# Kwere Character-Level Language Vanilla N-Gram Model

**I started with this implementation but it's performance is suboptimal. I left it just for documentation. Please see the other "From Scratch" implementations for better performance.**

### Parameters
Dictionary containing all parameters for ease of tuning. These will be logged to the neptune logger below.

**To add test data, enter the test file name in the `test_data` parameter.**

In [1]:
PARAMS = {
    'experiment_name': "Kwere",
    'tags': ["kwere", "from scratch"],
    'n': 5,
    'train_iterations': 5,
    'carry_hidden_state': False,
    'val_split': 0.3,
    'kwere_train': "./cwe-train.txt",
    'pretrain_iterations': 5,
    'pretrain_percentage': 0.05, 
    'swahili': "./sw-train.txt",
    'test_data': "./cwe-test.txt"
}

Only import. Used for the log function to compute cross entropy.

In [2]:
import math

### Dataset Class
The `Dataset` class generates a list of all unique characters found in the supplied data, number of total characters, number of unique characters, mappings from characters to their respective ID, mappings from chracter IDs to characters for making outputs readable, and a data tensor of every character converted to its ID.
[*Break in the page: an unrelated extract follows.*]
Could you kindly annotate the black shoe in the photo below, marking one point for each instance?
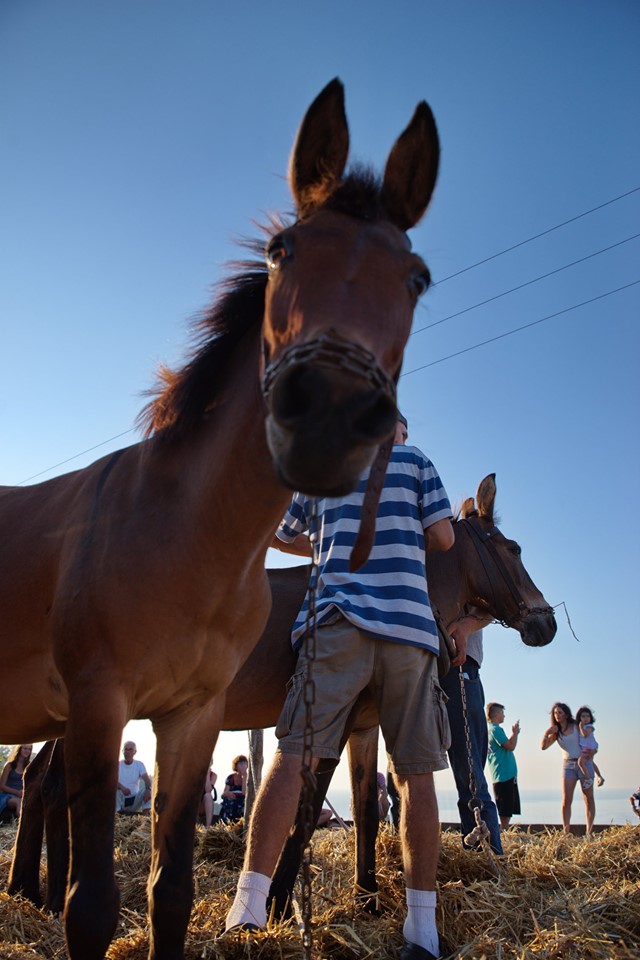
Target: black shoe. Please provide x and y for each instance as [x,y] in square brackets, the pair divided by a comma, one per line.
[412,951]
The `Dataset` will also generate a `~` character to be used in place of any characters unknown to the model (i.e. anything not in the training set). See the `clean_data` function below.

Inputs:
 - `raw_data`: `string` of all characters from the provided data in order

In [3]:
class Dataset():
    def __init__(self, raw_data: str):
        self.chars = set(list(set(raw_data)))
        self.chars.add('~')
        self.data_size, self.vocab_size = len(raw_data), len(self.chars)
        print("{} characters, {} unique".format(self.data_size, self.vocab_size))
        
        self.char_to_idx = { char: idx for idx, char in enumerate(self.chars) }
        self.idx_to_char = { idx: char for idx, char in enumerate(self.chars) }
        
        self.data = [self.char_to_idx[char] for char in list(raw_data)]
    
    def __len__(self):
        return self.data_size
    
    def __getitem__(self, index):
        return self.data[index]

### Data Cleaning
The `clean_data` function removes any unknown chracters in the provided data and replaces them with the deisgnated unknown chracter of `~`. I'm essentially forfeiting these characters if they ever appear in the testing data, since I likely couldn't get them correct anyway considering the model did not see them during training (unless they appear in the Kwere data, but see my explanation below for that decision).

Inputs:
 - `raw_data`: `string` of raw data read directly from file
 - `known_chars`: `list` of `string` to be included in the data. Everything not in this list will be replaced.

In [4]:
def clean_data(raw_data: str, known_chars: str) -> str:
    cleaned = ""
    for char in raw_data:
        if char not in known_chars:
            cleaned += "~"
        else:
            cleaned += char
    return cleaned

### Data Loading
Load the Swahili training data and split based on the provided ratio. Then load the percentage of the Kwere data requested (see `PARAMS`). Finally, if a test file is provided in `PARAMS`, load the test data.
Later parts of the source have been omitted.